Forbes and the New York Times reported that James Hackett, 62 and chairman of the Ford unit that works on autonomous vehicles, would take the helm. An announcement could come as early as Monday.
Ford shares are down nearly 40 percent since Fields, 56, took over three years ago, at the peak of the U.S. auto industry’s recovery. Now, U.S. auto sales are slipping, and Ford’s profit margins are trailing those of larger rival General Motors Co.
Ford’s board of directors and Chairman Bill Ford Jr. have been unhappy with the company’s performance, and sought more reassurance that investments in self-driving cars, electric vehicles and ride services would pay off. Details of further executive moves were not immediately clear. The Wall Street Journal reported on Sunday that the company was considering new assignments for some of Fields’ top lieutenants.
“We are staying focused on our plan for creating value and profitable growth,” a Ford spokesman in Europe said in response to the reports, declining to comment “on speculation or rumors”.
The turbulence at Ford comes as all three Detroit automakers are under pressure to prove they can avoid losses as the U.S.auto market, source of the bulk of their profits, is slowing down after last year’s record sales.
GM Chief Executive Mary Barra is fending off attacks from hedge fund Greenlight Capital and its leader, David Einhorn, who wants to install three new directors on the automaker’s board, and split GM’s stock into two classes. FiatChrysler Automobiles NV is fighting accusations by U.S. and California regulators that it used software to cheat on diesel emissions tests, and Chief Executive Sergio Marchionne has so far been unsuccessful in his effort to find a merger partner for the company.
Fields outlined a variety of initiatives to confront challenges from technology companies such as Alphabet Inc that want to control a future of autonomous, data intensive vehicles.
“You have to have one foot in today… but also one foot in the future,” Fields told reporters last month. “I think investors understand our strategy.”

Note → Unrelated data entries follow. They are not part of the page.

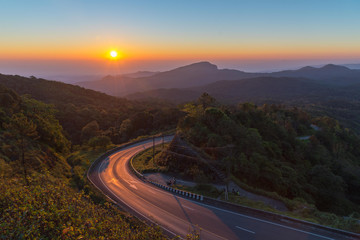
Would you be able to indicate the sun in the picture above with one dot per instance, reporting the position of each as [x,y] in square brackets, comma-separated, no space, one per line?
[113,54]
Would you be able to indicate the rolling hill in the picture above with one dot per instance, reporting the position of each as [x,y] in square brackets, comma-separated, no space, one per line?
[204,73]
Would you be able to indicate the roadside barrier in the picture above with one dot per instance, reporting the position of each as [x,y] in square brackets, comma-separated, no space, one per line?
[179,192]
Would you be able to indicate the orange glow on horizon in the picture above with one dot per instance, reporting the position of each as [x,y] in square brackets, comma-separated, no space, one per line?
[132,52]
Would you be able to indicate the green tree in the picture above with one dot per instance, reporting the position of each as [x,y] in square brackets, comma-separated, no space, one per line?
[90,130]
[100,141]
[24,130]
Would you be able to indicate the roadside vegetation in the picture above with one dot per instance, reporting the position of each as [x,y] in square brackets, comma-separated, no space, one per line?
[317,179]
[44,191]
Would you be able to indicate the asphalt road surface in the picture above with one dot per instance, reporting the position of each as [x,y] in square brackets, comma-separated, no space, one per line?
[179,216]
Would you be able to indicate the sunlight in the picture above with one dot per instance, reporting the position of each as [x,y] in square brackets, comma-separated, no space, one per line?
[113,54]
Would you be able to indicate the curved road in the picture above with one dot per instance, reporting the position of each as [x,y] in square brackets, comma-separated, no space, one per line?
[179,216]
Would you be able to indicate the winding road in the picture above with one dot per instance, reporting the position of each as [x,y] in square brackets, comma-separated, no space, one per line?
[179,216]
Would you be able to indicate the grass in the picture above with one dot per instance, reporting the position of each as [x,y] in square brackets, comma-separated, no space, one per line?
[143,163]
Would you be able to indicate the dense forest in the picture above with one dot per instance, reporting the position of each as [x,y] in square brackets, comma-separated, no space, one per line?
[84,113]
[50,132]
[280,149]
[44,193]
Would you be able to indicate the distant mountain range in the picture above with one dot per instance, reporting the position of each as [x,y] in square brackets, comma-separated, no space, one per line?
[203,76]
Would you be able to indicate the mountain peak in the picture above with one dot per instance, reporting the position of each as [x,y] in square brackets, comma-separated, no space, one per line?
[200,65]
[334,67]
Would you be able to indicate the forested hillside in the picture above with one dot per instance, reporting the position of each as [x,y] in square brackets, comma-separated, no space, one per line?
[280,149]
[85,114]
[44,193]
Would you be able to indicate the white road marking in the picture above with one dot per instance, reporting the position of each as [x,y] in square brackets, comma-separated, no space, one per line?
[151,191]
[260,220]
[99,175]
[244,229]
[188,207]
[257,219]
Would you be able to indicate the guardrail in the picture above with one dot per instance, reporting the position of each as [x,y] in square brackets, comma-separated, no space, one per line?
[223,204]
[190,195]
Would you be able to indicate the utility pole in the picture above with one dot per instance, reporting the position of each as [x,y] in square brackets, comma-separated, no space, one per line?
[163,142]
[153,148]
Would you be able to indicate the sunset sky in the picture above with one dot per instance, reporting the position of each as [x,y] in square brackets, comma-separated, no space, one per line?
[77,36]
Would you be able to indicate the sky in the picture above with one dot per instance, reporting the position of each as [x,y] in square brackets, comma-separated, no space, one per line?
[44,37]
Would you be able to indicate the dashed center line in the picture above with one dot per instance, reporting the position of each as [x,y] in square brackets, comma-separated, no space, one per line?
[244,229]
[188,207]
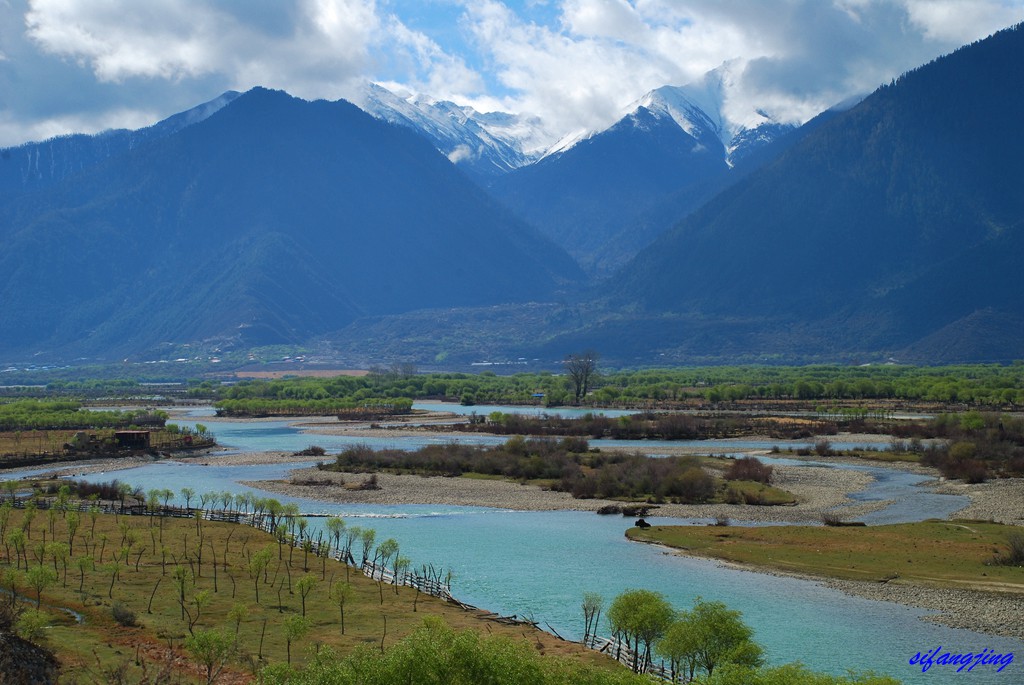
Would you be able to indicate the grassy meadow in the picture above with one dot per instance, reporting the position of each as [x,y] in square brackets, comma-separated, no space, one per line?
[180,575]
[953,554]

Among Fields’ bets on technology is a plan to invest $1 billion over the next five years in tech startup Argo AI.
Ford has churned out strong profits under Fields, reporting a record $10.4 billion in pretax earnings in 2016. However, Ford dismayed investors earlier this year by forecasting lower profits for 2017 and higher costs for its investments in “emerging opportunities.”
On Friday, Silicon Valley electric car maker Tesla Inc was valued at $51 billion, more than Ford’s $43 billion. The contrast is a dramatic sign of how little confidence investors have that old-line automakers can transition to a future where software substitutes for pistons and transportation is sold by the mile or the minute.
At the same time, GM is turning up the pressure on Ford in the North American truck and sport utility business, the source of 90 percent of Ford’s profits.
GM is gearing up an “onslaught” of trucks for the North American market, the automaker’s President Dan Ammann told Reuters last week, including a new generation of the Chevrolet Silverado large pickup truck that competes with Ford’s primary profit machine, the F-series line of trucks.
Ford is moving to cut costs to offset declining U.S. sales. Last week, the automaker said it would cut 1,400 salaried jobs in North America and Asia through voluntary early retirement and other financial incentives.